Mind you, we’re getting ready for it.

The big living room window got its winter plastic coating this evening, and several of the online weather widgets are predicting snow for the weekend. I coiled up the garden hoses earlier in the week and rearranged the outdoor extension cords, anticipating the need for a quick plug-in.

I’m happy the snow has waited this long; we were a bit late hauling our travel trailer to Whitehorse for its winter storage and maintenance. While the truck can stand the first bit of winter in all-season radials, the trailer has summer tires, so I was happy to see clear roads while heading south.

Still, there was snow alongside the highway. Not a lot, but clearly more white stuff than one could attribute to a heavy frost.

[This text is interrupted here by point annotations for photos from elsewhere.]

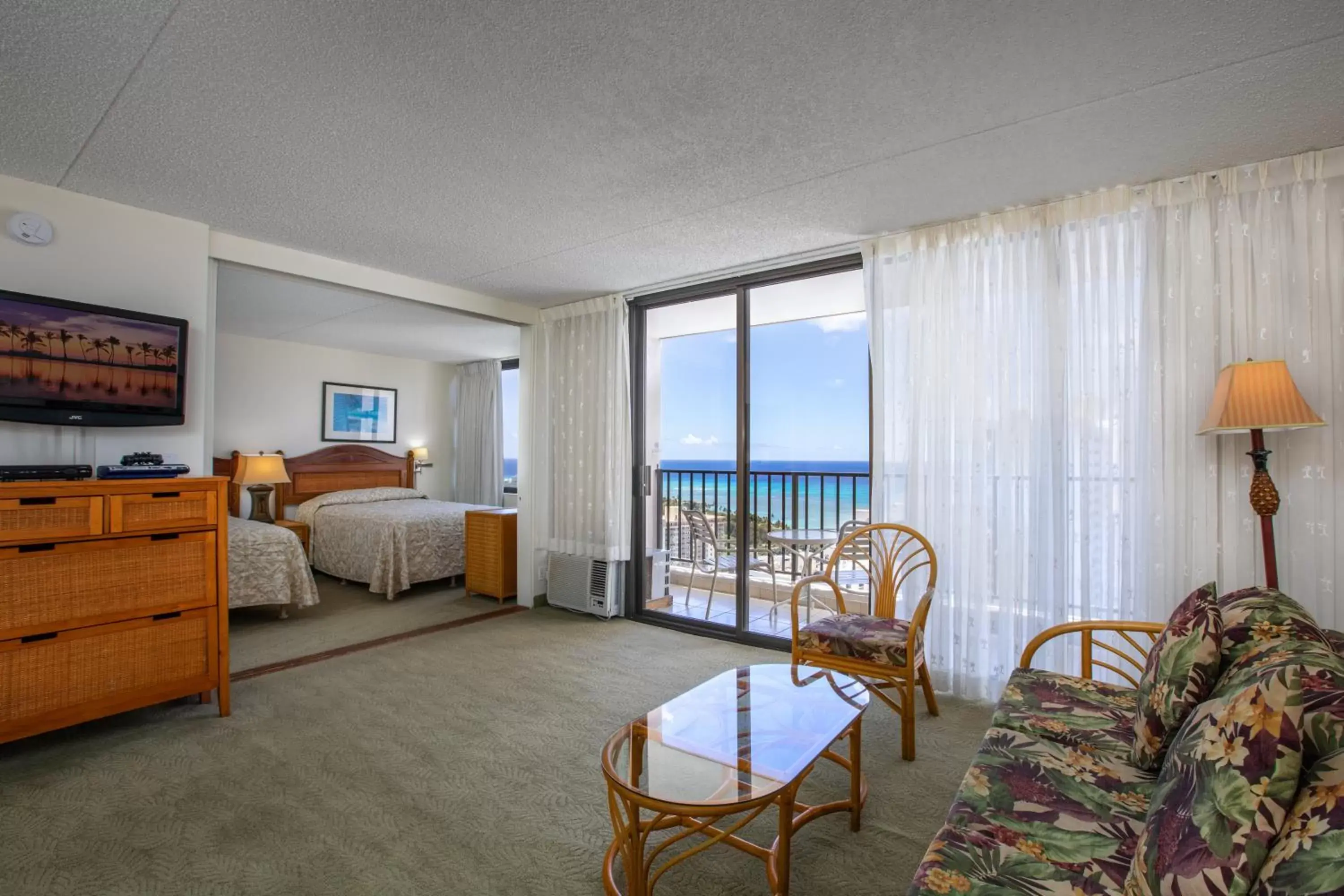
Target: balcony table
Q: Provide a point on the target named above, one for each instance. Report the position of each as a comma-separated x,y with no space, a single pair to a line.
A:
810,546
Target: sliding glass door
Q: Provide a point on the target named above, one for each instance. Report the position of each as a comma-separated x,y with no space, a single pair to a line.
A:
752,443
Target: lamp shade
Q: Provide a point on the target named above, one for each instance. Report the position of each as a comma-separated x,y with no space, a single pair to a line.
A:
261,469
1257,396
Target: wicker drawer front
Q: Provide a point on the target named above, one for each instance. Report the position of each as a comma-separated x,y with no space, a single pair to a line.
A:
492,554
101,665
60,586
30,519
162,511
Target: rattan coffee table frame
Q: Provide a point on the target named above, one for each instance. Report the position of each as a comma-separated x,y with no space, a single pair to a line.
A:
631,832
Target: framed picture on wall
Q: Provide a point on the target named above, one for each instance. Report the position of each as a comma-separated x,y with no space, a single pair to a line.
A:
358,413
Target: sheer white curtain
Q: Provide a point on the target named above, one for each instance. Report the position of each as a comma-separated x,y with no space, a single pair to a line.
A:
581,452
1007,361
479,456
1249,263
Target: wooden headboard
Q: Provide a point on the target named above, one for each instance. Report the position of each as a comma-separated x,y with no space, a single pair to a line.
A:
340,468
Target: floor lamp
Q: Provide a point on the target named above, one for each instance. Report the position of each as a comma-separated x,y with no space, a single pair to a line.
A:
1256,397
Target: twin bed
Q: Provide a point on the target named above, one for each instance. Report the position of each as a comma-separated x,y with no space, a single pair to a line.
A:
366,524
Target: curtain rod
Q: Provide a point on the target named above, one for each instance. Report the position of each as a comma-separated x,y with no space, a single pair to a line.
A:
752,268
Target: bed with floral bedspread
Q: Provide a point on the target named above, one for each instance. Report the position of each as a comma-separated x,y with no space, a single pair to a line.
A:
389,538
267,566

Autumn is a brief season here; it’s pretty much over by the time the calendar declares it to have arrived on September 21.

On the other hand, like spring, autumn in Dawson is intense and glorious. One day there is green foliage faded by both sunlight and the attention of a number of parasites that seem to eat the green right out of the leaves;

The next day it seems everything is tinged with yellow and orange, and in no time the hardwoods are brilliant in their autumn finery.

I grew up in the Maritimes, so I miss the reds in the mix. Oh, you find them in the lower shrubs, but it’s not the same as a maple in full gear. Still, fall is when my part of the Yukon becomes a different Land of Gold, and it’s a glorious end to the season of long days and midnight suns.

It doesn’t last long. Just over two weeks ago the banks along the Yukon River were ablaze with yellow and orange, and a fine sunny day would see the whole array duplicated on the surface of the river itself. Except for the desperately diving black flies and no-see-ums, the morning of the school’s annual Run for Terry Fox was about as nice as anyone could hope for in the first half of September.

About eight days later, after a few chillier nights, there were several days of intermittent high winds, and the leaves on all the trees on our property were suddenly off the branches and on the lawn, ending any thoughts I might have had about one final session with the lawn mower and a good audio book.

Now it’s going to be grey and lackluster until the snow puts garlands on the branches, covering up the brown fallen leaves, and reflecting the waning light of autumn.